- Directed by: Ron Rice
- Music by: Angus MacLise
- Release date: 1963;
- Running time: 26 minutes
- Country: United States

= Chumlum =

Chumlum is a 1963 American experimental short film directed by Ron Rice.

==Description==

Chumlum uses superimpositions dense with visual elements such as people and fabrics.

Chumlum is largely non-narrative, with no dialogue or clear succession of events. It begins with the exterior of a building before moving to a loft inside, where Jack Smith is swinging. Many more people, dressed in elaborate costumes with ambiguous gender presentation, join. They lie in hammocks, smoke opium, caress each other, and dance. Smith appears as a wizard who has cast a spell to entrance and pacify them. The setting shifts to a forest and finally a beach.
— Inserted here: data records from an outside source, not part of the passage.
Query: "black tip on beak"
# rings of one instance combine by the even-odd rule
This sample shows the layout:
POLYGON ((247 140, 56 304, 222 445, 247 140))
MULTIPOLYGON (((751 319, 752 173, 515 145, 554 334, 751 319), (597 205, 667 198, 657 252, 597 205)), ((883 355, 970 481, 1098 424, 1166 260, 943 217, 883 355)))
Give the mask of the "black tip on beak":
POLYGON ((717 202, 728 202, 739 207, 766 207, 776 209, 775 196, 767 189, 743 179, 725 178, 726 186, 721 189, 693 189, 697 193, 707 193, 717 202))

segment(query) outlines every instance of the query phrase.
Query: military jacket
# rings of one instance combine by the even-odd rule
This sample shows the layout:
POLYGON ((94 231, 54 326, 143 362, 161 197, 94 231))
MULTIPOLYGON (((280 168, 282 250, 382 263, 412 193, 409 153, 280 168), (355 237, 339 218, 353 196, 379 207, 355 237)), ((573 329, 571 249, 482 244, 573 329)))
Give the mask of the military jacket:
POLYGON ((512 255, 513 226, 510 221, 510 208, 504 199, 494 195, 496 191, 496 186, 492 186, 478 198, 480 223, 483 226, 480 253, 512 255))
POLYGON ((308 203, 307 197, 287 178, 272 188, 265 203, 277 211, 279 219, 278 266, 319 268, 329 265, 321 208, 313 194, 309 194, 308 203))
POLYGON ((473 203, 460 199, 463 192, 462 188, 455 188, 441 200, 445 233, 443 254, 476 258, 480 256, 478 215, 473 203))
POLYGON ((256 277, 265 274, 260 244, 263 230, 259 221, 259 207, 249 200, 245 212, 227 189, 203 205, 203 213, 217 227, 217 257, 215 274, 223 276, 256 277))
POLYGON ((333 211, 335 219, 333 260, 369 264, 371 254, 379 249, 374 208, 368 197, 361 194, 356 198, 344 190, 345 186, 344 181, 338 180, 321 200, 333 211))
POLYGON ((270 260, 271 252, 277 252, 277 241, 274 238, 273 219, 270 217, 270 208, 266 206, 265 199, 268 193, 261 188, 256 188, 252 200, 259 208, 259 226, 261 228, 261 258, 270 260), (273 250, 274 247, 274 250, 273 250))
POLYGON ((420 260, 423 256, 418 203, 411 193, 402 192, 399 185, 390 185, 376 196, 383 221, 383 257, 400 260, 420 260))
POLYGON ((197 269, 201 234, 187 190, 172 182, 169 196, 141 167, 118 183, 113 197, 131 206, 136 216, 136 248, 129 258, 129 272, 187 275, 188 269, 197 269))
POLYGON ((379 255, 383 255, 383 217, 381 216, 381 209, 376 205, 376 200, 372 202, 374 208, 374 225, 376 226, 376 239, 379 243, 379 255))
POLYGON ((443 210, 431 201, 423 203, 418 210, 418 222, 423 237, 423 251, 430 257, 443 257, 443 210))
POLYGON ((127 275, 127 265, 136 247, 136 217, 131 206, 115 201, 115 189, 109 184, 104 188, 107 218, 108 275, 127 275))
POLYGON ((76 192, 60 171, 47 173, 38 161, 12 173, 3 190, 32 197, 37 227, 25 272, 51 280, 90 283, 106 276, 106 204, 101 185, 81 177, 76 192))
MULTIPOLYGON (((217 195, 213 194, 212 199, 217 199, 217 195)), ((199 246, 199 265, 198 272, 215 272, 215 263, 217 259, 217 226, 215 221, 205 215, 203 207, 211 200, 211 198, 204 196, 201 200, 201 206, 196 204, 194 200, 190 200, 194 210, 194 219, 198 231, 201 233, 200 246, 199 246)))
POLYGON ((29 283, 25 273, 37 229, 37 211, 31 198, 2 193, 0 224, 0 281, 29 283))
The film uses multiple superimpositions to create abstract patterns. Visual elements such as sheets, hammocks, dancers, limbs, pearls, waves, and birds are layered over each other. It contains exoticist visual references to ancient Rome, tropical Latin America, and Orientalism.

==Production==
During the production of Smith's Normal Love, Rice often accompanied the director to film shoots. After the day's shooting was complete, Smith and the cast members, still in their costumes from the film, sometimes congregated at Rice's loft on Canal Street. Chumlum was made during these visits. Actors in the film include Smith, Beverly Grant, Mario Montez, Gerard Malanga, and Barbara Rubin. One of its outdoor locations was a field of goldenrods that also serves as the setting for Smith's Yellow Sequence.

==Release==
The Gramercy Arts Theater screened Chumlum in December 1963 with two other films by Rice—The Queen of Sheba Meets the Atom Man and Senseless. The city's license department charged the venue with presenting an improperly licensed program. John Fles arranged the film's West Coast premiere, a double feature with the Flash Gordon serial Rocket Ship.

Anthology Film Archives preserved Chumlum with a 35 mm restoration which premiered in 2018. The film is part of their Essential Cinema Repertory collection. It was digitized for home media as part of the 2009 DVD box set Treasures IV: American Avant-Garde Film, 1947–1986.